The Role of Swiss Missionary Doctors in Decolonizing Health Care in Early Independent Lesotho
Intervention dans le panel The Pathogenic Nature: Research and Local Knowledge on Tropical Diseases in Endemic Areas [Panel #71]
During the 20th century, Lesotho was not only referred to as the «Switzerland of Southern Africa» but was also destination for missionary doctors recruited in Switzerland on 2 to 4-year contracts and sent to the Southern African country to help staff some of its hospitals. These doctors brought with them their own understanding of medicine, shaped by their experiences in European universities, hospitals, and private clinics. In Lesotho they encountered familiar duties and responsibilities, but also unfamiliar visions of health and healing. Throughout the 1970s and 1980s it became clear to both the recruiting organizations and the local actors alike that effective health care depended on mutual understanding. To this end the doctors produced a wide variety of views on the Basotho understanding of health – sometimes together with their Basotho peers, but also disconnected from them.
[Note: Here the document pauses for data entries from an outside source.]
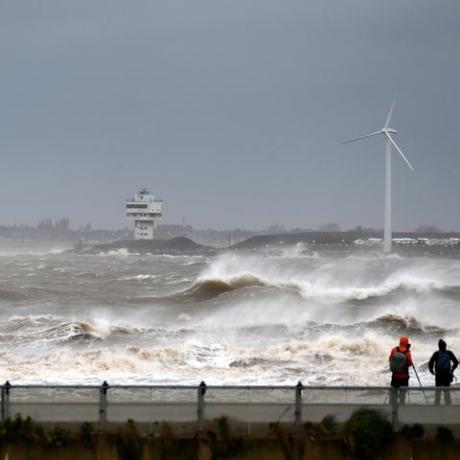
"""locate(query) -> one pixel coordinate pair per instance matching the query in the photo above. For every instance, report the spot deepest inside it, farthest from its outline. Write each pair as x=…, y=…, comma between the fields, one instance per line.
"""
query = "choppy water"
x=260, y=318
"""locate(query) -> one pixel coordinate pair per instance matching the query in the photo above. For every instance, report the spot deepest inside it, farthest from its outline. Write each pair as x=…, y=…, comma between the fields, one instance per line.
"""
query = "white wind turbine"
x=386, y=131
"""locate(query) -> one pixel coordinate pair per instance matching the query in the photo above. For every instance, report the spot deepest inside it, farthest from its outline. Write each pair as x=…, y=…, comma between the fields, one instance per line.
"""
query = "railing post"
x=103, y=405
x=6, y=400
x=200, y=408
x=298, y=403
x=394, y=408
x=3, y=404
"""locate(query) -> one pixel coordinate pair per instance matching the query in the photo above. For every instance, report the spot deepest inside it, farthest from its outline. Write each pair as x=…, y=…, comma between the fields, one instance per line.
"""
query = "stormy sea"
x=259, y=317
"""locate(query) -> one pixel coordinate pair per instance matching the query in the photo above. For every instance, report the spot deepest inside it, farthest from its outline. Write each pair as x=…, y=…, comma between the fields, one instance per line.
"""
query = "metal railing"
x=248, y=405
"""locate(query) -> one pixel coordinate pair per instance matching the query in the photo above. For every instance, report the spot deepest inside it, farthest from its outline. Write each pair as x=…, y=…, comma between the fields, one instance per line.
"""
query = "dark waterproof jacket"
x=433, y=363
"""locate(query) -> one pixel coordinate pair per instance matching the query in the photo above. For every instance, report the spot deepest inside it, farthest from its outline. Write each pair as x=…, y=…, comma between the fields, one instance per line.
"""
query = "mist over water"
x=270, y=317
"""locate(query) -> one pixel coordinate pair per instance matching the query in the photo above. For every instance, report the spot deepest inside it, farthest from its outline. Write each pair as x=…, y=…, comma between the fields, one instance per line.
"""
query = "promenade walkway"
x=249, y=409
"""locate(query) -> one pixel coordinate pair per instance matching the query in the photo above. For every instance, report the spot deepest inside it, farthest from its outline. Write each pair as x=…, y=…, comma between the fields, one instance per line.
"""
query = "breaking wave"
x=208, y=289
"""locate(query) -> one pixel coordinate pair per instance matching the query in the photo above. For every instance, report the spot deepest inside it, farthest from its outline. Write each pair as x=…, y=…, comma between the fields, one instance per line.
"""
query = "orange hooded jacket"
x=403, y=347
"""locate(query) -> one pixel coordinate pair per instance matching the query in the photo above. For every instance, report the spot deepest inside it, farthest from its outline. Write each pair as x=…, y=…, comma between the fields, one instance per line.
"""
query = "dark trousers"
x=443, y=380
x=400, y=383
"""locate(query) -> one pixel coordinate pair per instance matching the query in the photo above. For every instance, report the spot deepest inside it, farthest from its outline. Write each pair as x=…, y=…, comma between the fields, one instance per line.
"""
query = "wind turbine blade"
x=399, y=150
x=387, y=121
x=363, y=137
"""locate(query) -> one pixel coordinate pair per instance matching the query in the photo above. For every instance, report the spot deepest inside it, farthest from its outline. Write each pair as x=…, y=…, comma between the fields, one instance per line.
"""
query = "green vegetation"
x=129, y=441
x=223, y=445
x=367, y=434
x=411, y=432
x=88, y=434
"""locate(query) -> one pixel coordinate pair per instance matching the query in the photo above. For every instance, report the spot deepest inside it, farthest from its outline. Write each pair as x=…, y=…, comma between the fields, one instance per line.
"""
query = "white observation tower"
x=145, y=212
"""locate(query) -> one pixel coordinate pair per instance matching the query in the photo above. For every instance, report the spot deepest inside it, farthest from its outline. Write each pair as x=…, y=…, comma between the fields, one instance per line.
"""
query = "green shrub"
x=367, y=434
x=59, y=437
x=21, y=430
x=224, y=445
x=87, y=433
x=329, y=425
x=415, y=431
x=444, y=434
x=128, y=441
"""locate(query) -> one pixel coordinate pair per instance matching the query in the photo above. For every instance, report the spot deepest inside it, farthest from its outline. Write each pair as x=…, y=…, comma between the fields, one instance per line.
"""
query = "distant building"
x=145, y=212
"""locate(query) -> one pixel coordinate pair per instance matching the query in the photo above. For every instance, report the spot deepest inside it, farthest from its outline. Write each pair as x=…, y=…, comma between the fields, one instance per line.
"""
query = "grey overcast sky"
x=232, y=111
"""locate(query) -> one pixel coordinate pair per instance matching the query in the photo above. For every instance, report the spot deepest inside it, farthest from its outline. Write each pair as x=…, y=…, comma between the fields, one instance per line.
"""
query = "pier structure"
x=145, y=212
x=250, y=410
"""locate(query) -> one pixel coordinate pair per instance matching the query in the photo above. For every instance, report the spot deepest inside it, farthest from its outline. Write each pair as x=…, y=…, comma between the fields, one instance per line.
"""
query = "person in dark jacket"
x=442, y=365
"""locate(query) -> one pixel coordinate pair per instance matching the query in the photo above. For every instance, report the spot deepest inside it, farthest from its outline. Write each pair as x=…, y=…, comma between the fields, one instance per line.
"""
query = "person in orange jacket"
x=400, y=360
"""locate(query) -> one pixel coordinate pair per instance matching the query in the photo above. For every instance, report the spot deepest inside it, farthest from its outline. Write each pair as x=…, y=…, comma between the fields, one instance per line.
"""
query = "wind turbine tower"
x=389, y=143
In letters, reports, and an ethnomedical study they tried to construct and communicate a deeper understanding of their surroundings and the work they were doing. This knowledge and its utilization, however, did not remain uncontested by the Basotho.
This paper focuses on the role the Swiss doctors played in the health system of Lesotho – as actors of decolonization, doctors, development workers and Christians – as well as the knowledge they produced. The views and positions of the doctors and the produced knowledge provide an original perspective on decolonization within a Southern African health system.